Are you offended by this picture of Tess, a size 26 woman in a swimsuit? A woman who appears happy and confident in her own skin. Well, Facebook deemed this picture unacceptable because according to them, it depicted Tess’s body in “an undesirable manner” when used in an advertisement for Feminist community group Cherchez la Femme’s (CLF) upcoming event, Feminism and Fat.
Here’s what Facebook had to say about why Tess’s pic was “undesirable” enough to have it removed (via CLF’s Facebook page):
“Ads may not depict a state of health or body weight as being perfect or extremely undesirable” they said. Hmmm. CLF is a body positive site which promotes body love and acceptance of ALL shapes and sizes. The use of the word ‘Fat’, which is often a pretty controversial one, is summed up awesomely by one of CLF’s producers, Jess, like this:
“Facebook has ignored the fact that our event is going to be discussing body positivity (which comes in all shapes and sizes, but in the particular case of our event, fat bodies), and has instead come to the conclusion that we’ve set out to make women feel bad about themselves by posting an image of a wonderful plus sized woman. We’re raging pretty hard over here – both because Facebook seemingly has no idea that plus sized, self describing fat women can feel great about themselves…”
The image of Tess has since been reinstated and Facebook says that it had been “mistakenly censored.”
Personally, I’m not a huge fan of the words ‘fat’ or ‘skinny’ to describe someone, however these women, as Jess says, are “self describing fat women.” It is not derogatory in any way; actually it’s quite the contrary. These are women who choose to use that word in reference to themselves, a community of women who are encouraging each other to love their bodies because, not despite, the fact that they don’t look like Victoria’s Secret models.
Does a ‘plus size’ body mean an unhealthy body? Sometimes, yeah, it could. Is an underweight body an unhealthy body? Sometimes, yeah. A ‘conventional’ model body? Yep, that could be unhealthy too. The thing to remember here is that all bodies have the right to be represented, because without sounding cliched, all bodies are beautiful. They all function, they all serve a purpose and they all deserve to be showcased. The assumption that Tess’s body is “undesirable” is a pretty nasty one, but is it at all surprising? For so many years it’s been ingrained in us that smaller equals better when it comes to body size. But does it really? I remember reading an article once about young models chain-smoking and surviving on meagre amounts of food to keep their weight down. Is this any healthier or more desirable than a plus-size body? If we go by magazines and advertisements then yep, it sure is. But we’re no fools, are we? We know better than that.
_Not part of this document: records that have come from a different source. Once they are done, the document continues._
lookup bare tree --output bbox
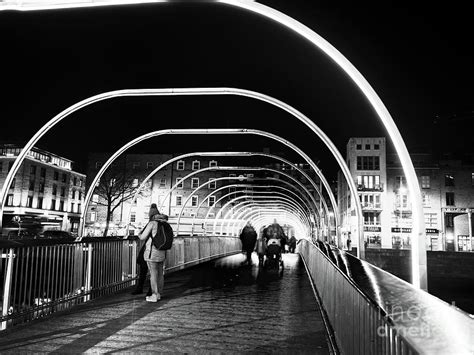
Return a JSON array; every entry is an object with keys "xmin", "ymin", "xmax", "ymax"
[{"xmin": 92, "ymin": 163, "xmax": 150, "ymax": 237}]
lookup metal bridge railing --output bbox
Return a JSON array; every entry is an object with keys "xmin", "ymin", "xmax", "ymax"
[
  {"xmin": 298, "ymin": 239, "xmax": 473, "ymax": 355},
  {"xmin": 1, "ymin": 236, "xmax": 241, "ymax": 331}
]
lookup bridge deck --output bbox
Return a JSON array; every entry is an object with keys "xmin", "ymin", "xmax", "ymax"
[{"xmin": 0, "ymin": 253, "xmax": 330, "ymax": 354}]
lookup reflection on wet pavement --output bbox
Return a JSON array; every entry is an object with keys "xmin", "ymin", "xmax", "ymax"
[{"xmin": 0, "ymin": 252, "xmax": 330, "ymax": 354}]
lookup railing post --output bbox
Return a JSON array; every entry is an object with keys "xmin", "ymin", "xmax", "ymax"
[
  {"xmin": 131, "ymin": 239, "xmax": 137, "ymax": 285},
  {"xmin": 83, "ymin": 243, "xmax": 93, "ymax": 302},
  {"xmin": 1, "ymin": 248, "xmax": 15, "ymax": 331}
]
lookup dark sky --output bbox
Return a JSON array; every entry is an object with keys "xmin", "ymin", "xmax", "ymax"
[{"xmin": 0, "ymin": 1, "xmax": 472, "ymax": 177}]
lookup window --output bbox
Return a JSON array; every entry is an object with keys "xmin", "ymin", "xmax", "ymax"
[
  {"xmin": 147, "ymin": 162, "xmax": 153, "ymax": 169},
  {"xmin": 53, "ymin": 171, "xmax": 58, "ymax": 180},
  {"xmin": 208, "ymin": 196, "xmax": 216, "ymax": 207},
  {"xmin": 424, "ymin": 213, "xmax": 438, "ymax": 228},
  {"xmin": 60, "ymin": 187, "xmax": 65, "ymax": 197},
  {"xmin": 10, "ymin": 178, "xmax": 15, "ymax": 189},
  {"xmin": 26, "ymin": 196, "xmax": 33, "ymax": 208},
  {"xmin": 363, "ymin": 212, "xmax": 380, "ymax": 225},
  {"xmin": 356, "ymin": 144, "xmax": 362, "ymax": 150},
  {"xmin": 422, "ymin": 193, "xmax": 430, "ymax": 207},
  {"xmin": 208, "ymin": 213, "xmax": 215, "ymax": 218},
  {"xmin": 191, "ymin": 196, "xmax": 198, "ymax": 207},
  {"xmin": 396, "ymin": 194, "xmax": 409, "ymax": 209},
  {"xmin": 79, "ymin": 179, "xmax": 83, "ymax": 187},
  {"xmin": 130, "ymin": 212, "xmax": 136, "ymax": 223},
  {"xmin": 6, "ymin": 194, "xmax": 13, "ymax": 206},
  {"xmin": 208, "ymin": 178, "xmax": 216, "ymax": 189},
  {"xmin": 73, "ymin": 177, "xmax": 77, "ymax": 186},
  {"xmin": 472, "ymin": 173, "xmax": 474, "ymax": 186},
  {"xmin": 132, "ymin": 178, "xmax": 139, "ymax": 187},
  {"xmin": 357, "ymin": 175, "xmax": 380, "ymax": 189},
  {"xmin": 37, "ymin": 197, "xmax": 43, "ymax": 209},
  {"xmin": 374, "ymin": 144, "xmax": 380, "ymax": 150},
  {"xmin": 39, "ymin": 182, "xmax": 45, "ymax": 193},
  {"xmin": 51, "ymin": 199, "xmax": 56, "ymax": 210},
  {"xmin": 30, "ymin": 165, "xmax": 36, "ymax": 175},
  {"xmin": 109, "ymin": 178, "xmax": 116, "ymax": 187},
  {"xmin": 192, "ymin": 160, "xmax": 200, "ymax": 170},
  {"xmin": 40, "ymin": 167, "xmax": 46, "ymax": 178},
  {"xmin": 92, "ymin": 194, "xmax": 99, "ymax": 203},
  {"xmin": 191, "ymin": 178, "xmax": 199, "ymax": 189},
  {"xmin": 445, "ymin": 174, "xmax": 454, "ymax": 187},
  {"xmin": 176, "ymin": 195, "xmax": 182, "ymax": 206},
  {"xmin": 176, "ymin": 178, "xmax": 184, "ymax": 189},
  {"xmin": 209, "ymin": 160, "xmax": 217, "ymax": 167},
  {"xmin": 52, "ymin": 184, "xmax": 57, "ymax": 195},
  {"xmin": 60, "ymin": 201, "xmax": 65, "ymax": 211},
  {"xmin": 365, "ymin": 144, "xmax": 371, "ymax": 150},
  {"xmin": 446, "ymin": 192, "xmax": 455, "ymax": 206},
  {"xmin": 177, "ymin": 160, "xmax": 185, "ymax": 170},
  {"xmin": 446, "ymin": 214, "xmax": 454, "ymax": 228},
  {"xmin": 133, "ymin": 162, "xmax": 140, "ymax": 169},
  {"xmin": 395, "ymin": 176, "xmax": 407, "ymax": 190},
  {"xmin": 78, "ymin": 204, "xmax": 81, "ymax": 213},
  {"xmin": 79, "ymin": 192, "xmax": 82, "ymax": 200},
  {"xmin": 356, "ymin": 156, "xmax": 380, "ymax": 170},
  {"xmin": 90, "ymin": 212, "xmax": 97, "ymax": 222},
  {"xmin": 159, "ymin": 178, "xmax": 166, "ymax": 188},
  {"xmin": 421, "ymin": 176, "xmax": 431, "ymax": 189},
  {"xmin": 29, "ymin": 178, "xmax": 35, "ymax": 191},
  {"xmin": 62, "ymin": 173, "xmax": 67, "ymax": 183}
]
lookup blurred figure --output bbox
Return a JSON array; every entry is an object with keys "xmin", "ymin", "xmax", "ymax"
[
  {"xmin": 255, "ymin": 233, "xmax": 267, "ymax": 266},
  {"xmin": 239, "ymin": 222, "xmax": 257, "ymax": 265},
  {"xmin": 288, "ymin": 235, "xmax": 297, "ymax": 253}
]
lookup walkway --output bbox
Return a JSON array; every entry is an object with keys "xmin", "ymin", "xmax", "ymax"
[{"xmin": 0, "ymin": 253, "xmax": 331, "ymax": 354}]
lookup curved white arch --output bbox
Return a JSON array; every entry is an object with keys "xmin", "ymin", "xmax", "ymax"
[
  {"xmin": 226, "ymin": 196, "xmax": 311, "ymax": 238},
  {"xmin": 191, "ymin": 183, "xmax": 320, "ymax": 235},
  {"xmin": 215, "ymin": 195, "xmax": 310, "ymax": 236},
  {"xmin": 244, "ymin": 209, "xmax": 308, "ymax": 239}
]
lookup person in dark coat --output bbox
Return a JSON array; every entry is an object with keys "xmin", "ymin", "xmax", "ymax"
[
  {"xmin": 288, "ymin": 236, "xmax": 297, "ymax": 253},
  {"xmin": 239, "ymin": 222, "xmax": 257, "ymax": 265}
]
The most desirable body is the one that YOU feel comfortable in. It’s the body that makes you feel healthy, that makes you feel sexy and that gives you the confidence to rock your life the way you choose. ALL shapes and sizes need more airtime via social, print and mainstream media to tell the world that whether you’re a petite bombshell, a plus-size vixen or somewhere in between, you’re beautiful and deserve to be seen and more importantly, be celebrated.